9. If a rest is as good as a change which would you choose?
Well, I love change to shake things up, but I've had A LOT of that lately, so I'm opting for rest these days. I love to sit and stare out the window.
10. If you could have a dinner party and invite any 5 people from the past or present who would they be? (Living or deceased.)
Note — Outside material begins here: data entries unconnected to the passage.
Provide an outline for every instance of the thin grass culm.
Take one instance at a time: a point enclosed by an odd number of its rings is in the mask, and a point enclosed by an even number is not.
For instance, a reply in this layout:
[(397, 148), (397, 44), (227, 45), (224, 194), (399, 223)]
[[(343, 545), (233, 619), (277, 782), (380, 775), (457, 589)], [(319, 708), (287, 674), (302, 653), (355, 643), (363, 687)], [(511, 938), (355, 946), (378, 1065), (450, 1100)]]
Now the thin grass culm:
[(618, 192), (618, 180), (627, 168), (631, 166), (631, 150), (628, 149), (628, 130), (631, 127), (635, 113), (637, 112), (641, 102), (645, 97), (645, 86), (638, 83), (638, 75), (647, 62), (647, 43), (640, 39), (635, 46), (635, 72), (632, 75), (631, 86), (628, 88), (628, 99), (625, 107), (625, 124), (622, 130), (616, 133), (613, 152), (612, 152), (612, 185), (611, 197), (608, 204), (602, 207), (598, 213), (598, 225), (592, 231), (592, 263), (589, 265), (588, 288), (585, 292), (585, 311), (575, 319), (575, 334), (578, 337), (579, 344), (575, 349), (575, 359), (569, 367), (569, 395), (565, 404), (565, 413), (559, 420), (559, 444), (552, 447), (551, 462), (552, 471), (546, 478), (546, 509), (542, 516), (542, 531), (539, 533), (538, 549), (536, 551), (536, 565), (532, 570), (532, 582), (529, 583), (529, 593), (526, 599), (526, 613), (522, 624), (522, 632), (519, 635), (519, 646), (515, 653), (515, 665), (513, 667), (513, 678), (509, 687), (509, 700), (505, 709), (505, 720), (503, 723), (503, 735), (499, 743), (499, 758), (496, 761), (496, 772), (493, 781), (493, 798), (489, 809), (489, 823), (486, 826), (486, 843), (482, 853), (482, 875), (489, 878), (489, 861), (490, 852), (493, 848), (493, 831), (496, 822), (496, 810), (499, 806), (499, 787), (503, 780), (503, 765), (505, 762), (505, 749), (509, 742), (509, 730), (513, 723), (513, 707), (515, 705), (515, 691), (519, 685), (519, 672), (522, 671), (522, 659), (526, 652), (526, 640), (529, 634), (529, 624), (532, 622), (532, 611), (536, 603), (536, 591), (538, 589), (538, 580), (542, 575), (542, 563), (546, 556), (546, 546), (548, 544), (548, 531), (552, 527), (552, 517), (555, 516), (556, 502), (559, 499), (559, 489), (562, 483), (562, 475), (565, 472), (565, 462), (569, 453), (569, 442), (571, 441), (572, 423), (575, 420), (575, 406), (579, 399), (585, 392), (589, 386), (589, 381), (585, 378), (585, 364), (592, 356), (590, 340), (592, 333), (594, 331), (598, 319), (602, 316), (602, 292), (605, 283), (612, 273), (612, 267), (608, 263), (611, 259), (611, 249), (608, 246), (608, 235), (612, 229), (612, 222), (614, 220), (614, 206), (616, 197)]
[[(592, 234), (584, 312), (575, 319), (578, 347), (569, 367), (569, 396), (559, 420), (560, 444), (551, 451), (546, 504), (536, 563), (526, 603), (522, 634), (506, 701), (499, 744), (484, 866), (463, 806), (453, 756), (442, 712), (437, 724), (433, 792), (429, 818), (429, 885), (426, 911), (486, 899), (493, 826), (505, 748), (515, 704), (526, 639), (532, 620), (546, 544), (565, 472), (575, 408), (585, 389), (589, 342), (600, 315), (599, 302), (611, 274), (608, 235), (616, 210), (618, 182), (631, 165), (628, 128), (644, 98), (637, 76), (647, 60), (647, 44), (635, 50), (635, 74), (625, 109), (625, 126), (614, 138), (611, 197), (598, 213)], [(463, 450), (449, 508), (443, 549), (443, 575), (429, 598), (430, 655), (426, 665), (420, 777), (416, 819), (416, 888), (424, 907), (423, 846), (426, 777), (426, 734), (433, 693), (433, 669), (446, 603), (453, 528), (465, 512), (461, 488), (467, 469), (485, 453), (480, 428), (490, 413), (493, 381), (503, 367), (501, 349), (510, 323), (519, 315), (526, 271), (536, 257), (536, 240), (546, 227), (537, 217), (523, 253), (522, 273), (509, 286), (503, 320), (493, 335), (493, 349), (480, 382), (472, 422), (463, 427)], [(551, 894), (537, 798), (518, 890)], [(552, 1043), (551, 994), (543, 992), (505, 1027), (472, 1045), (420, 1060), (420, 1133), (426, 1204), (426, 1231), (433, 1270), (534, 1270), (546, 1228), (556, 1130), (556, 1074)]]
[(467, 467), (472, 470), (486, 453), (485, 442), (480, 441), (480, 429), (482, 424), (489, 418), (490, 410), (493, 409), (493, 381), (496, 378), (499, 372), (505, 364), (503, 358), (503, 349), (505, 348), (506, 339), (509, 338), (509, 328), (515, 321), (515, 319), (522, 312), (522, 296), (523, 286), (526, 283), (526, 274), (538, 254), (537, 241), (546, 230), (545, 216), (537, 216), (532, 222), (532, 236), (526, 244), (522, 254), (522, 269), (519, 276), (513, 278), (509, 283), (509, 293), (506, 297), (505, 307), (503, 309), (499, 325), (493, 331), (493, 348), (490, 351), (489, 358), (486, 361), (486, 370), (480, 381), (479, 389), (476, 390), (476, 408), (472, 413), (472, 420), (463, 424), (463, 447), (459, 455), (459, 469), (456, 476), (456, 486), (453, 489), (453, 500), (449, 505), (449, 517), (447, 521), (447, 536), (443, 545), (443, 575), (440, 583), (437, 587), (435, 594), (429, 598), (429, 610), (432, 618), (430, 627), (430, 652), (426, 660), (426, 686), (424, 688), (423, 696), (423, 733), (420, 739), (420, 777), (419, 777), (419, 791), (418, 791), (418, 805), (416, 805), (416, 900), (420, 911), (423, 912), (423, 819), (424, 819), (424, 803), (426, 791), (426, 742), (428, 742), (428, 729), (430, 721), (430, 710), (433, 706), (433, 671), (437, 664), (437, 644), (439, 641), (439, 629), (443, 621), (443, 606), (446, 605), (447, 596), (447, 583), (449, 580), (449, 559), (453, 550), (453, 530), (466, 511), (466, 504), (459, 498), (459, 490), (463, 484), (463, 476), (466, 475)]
This is like the 10 cd's question. Ok. My deceased Italian grandmother, Nana, who would cook a killer dinner and would LOVE to do it. Plus she'd be so happy to see me, which would feel GREAT. Next, for some reason, Chris Rock comes to mind. He's funny, but because my grandmother would be there, he'd tow the line with the f-word a bit. She would think he was hilarious, though "so bad!" Third guest would be Thich Nhat Han, the Vietnamese Zen Buddhist. He would love Nana, too, and I think I need some of his flower lecturing. Ellen Degeneres -- I don't know how you all feel, but she I think she's great. And funny. And then maybe Nina Simone could play piano and sing after we all dined together.
Now to tag. Seven letters in my middle name, seven bloggers to inflict. How about: New Flower; Fully Operational Battle Station; Babyssinia; Magic and Mayhem; PCOS Baby; Jesus was not a Republican; and An Aussieopian Family?